Título da Seleção em 1919 representa resposta ao preconceito de rivais

Título da Seleção em 1919 representa resposta ao preconceito de rivais

Ofensas de argentinos e uruguaios ajudou a diminuir preconceito entre os próprios brasileiros e despertou forte interesse pela Seleção nacional

O futebol há cem anos era para poucos. Apenas ricos e brancos tinham "permissão" para praticar o esporte mais popular do mundo no Brasil. Em 1919, trinta anos depois da assinatura da Lei Áurea, o negro ainda sofria preconceito. As delegações de Argentina, Chile e Uruguai ficaram hospedadas em um hotel na região central do Rio de Janeiro para a disputa do Sul-Americano. Entre uma atividade ou outra, os atletas ficavam na porta do alojamento e zombavam das pessoas que circulavam pela rua. Este é só mais um dos fatos que acirrou a rivalidade entre os povos, mas também serviu para criar uma união interna.

Delegação da Argentina no Sul-Americano de 1919: vizinhos zombavam de pessoas nas ruas pela simplicidade do povo brasileiro e discriminavam os negros Delegação da Argentina no Sul-Americano de 1919: vizinhos zombavam de pessoas nas ruas pela simplicidade do povo brasileiro e discriminavam os negros
Créditos: Reprodução

Os estrangeiros não debochavam apenas dos negros, mas de todos os brasileiros. O país era menos desenvolvido e as pessoas usavam roupas simples, classificadas como trapos pelos uruguaios e argentinos. Como também passaram a ser alvo de piadas, os ricos despertaram o desejo pela vitória.
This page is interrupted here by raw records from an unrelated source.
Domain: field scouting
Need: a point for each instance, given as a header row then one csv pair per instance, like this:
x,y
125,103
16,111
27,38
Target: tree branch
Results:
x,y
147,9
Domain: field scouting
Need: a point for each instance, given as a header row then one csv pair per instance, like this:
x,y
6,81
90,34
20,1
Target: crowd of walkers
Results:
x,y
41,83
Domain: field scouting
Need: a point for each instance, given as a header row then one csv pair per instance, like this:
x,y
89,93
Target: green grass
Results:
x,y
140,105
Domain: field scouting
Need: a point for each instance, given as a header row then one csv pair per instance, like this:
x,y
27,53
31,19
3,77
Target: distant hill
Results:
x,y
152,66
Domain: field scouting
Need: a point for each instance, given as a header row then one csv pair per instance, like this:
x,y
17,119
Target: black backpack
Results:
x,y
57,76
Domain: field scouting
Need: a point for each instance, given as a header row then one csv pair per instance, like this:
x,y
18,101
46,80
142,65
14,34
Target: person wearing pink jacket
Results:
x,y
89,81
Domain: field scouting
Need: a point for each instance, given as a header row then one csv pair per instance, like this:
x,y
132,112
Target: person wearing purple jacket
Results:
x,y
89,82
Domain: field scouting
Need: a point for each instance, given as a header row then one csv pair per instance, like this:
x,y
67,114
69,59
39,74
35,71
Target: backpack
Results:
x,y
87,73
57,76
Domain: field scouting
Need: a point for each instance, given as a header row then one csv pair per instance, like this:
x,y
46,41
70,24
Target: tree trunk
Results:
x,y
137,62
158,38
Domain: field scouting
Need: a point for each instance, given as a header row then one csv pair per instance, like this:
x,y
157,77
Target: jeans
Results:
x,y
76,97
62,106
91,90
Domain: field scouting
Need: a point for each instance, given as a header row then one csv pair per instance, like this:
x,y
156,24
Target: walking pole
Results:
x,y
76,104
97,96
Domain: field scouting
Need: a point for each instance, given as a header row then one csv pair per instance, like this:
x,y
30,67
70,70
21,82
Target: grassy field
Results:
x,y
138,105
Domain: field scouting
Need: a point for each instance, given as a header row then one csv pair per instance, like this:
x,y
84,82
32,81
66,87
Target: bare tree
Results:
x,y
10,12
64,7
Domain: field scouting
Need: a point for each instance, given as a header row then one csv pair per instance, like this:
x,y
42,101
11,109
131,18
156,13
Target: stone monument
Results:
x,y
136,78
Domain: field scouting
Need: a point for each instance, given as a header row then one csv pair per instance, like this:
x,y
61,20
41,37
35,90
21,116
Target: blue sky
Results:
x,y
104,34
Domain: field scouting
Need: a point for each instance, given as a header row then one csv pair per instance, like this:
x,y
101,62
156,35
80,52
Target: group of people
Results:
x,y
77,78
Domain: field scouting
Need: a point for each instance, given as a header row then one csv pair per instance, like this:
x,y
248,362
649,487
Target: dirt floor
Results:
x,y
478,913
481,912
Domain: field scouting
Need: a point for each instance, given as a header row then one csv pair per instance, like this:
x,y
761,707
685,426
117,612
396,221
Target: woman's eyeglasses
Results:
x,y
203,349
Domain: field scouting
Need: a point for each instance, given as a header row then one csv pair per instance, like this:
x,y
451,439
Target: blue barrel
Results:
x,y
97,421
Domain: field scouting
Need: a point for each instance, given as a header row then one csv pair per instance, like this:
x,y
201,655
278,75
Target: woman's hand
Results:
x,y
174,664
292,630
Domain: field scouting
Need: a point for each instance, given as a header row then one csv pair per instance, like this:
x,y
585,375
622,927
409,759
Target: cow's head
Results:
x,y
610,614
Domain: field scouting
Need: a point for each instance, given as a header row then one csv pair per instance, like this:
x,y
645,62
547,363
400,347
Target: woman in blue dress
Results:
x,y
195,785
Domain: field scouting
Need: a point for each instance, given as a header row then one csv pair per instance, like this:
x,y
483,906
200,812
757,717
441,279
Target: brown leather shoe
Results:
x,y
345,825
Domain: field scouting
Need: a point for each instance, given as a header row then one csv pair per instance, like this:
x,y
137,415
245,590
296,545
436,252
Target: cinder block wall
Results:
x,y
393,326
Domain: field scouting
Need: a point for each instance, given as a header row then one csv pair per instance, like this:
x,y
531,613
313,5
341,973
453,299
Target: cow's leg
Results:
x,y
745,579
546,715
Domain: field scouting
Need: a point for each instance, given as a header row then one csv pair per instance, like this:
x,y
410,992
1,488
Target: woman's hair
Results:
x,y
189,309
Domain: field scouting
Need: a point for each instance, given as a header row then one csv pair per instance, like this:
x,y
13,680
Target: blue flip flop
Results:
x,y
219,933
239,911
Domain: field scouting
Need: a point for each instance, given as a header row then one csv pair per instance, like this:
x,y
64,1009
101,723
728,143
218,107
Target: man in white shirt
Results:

Quando viram que seria imprescindível o apoio dos negros e pobres, passaram por cima disso e iniciaram uma aproximação aos que sempre descriminaram.

"A gente tem que colocar o futebol no contexto histórico. Era a República Velha, elitista, com ranço escravista, dominada por oligarquias. O futebol era um bem dessas elites. Era praticado pelos filhos da burguesia. Disputavam os campeonatos pelos clubes de elite do Rio de Janeiro e de São Paulo. Era um futebol embranquecido. O Sul-Americano começou a quebrar isso. Criou uma unidade nacional, pois começaram a torcer pelo Brasil , além dos ricos, os pobres. Essa mistura ficou clara com a presença do Friedenreich, que simboliza esse encontro do negro com o branco. E da mistura surge esse novo futebol", destaca o jornalista e pesquisador Roberto Sander, autor do livro "Sul-Americano de 1919".

Assim como Neco, Friedenreich não era branco. El Tigre era moreno e tinha os olhos verdes. As participações dele e do companheiro na Seleção Brasileira causavam estranheza e não eram vistas com bons olhos pela aristocracia. As ofensas dos vizinhos sul-americanos, porém, trouxeram um sentimento forte pela necessidade de vitória, que era encarada como forma de resposta para eles. Por isso, como o altíssimo ganho técnico que ambos representavam, a questão racial foi deixada de lado.

"Os estrangeiros nos descriminavam e zombavam do povo. Mas também havia o preconceito entre nós mesmos, algo que, infelizmente, ainda existe no Brasil. Na época, evitavam a escalação de jogadores negros justamente para que os argentinos e uruguaios não zombassem da Seleção Brasileira. Mas o Friedenreich, por conta do futebol, já que era o Pelé da Era Amadora, tornou-se uma figura absoluta. Não foi molestado em tempo algum pelo fato de ter sido um grande jogador" lembra o jornalista e pesquisador Roberto Assaf, um dos autores do livro "Seleção Brasileira (1914 - 2006)".

Durante a competição, como estavam em casa, em maioria, os brasileiros não deixaram barato e passaram a responder as provocações. Em alguns jogos nas Laranjeiras, inclusive, a Polícia do Rio de Janeiro compareceu para fazer a segurança e seus oficiais foram posicionados no espaço entre a arquibancada e o gramado (foto abaixo). Este é o primeiro relato da história do futebol nacional com policiamento no estádio.

Primeiro relato de policiamento em estádios no Brasil é no Sul-Americano de 1919 Primeiro relato de policiamento em estádios no Brasil é no Sul-Americano de 1919
Créditos: Arquivo Nacional

Ao fim do Sul-Americano 1919, o Brasil ficou com a taça, representando a sua primeira grande conquista, e Friedenreich, artilheiro e autor do gol do título, teve o par de chuteiras exposto em uma tradicional joalheria do centro do Rio de Janeiro. Se o gesto é impactante para a época, cem anos depois fazemos questão de lembrá-lo para reafirmar que todos devem ter o mesmo espaço na sociedade.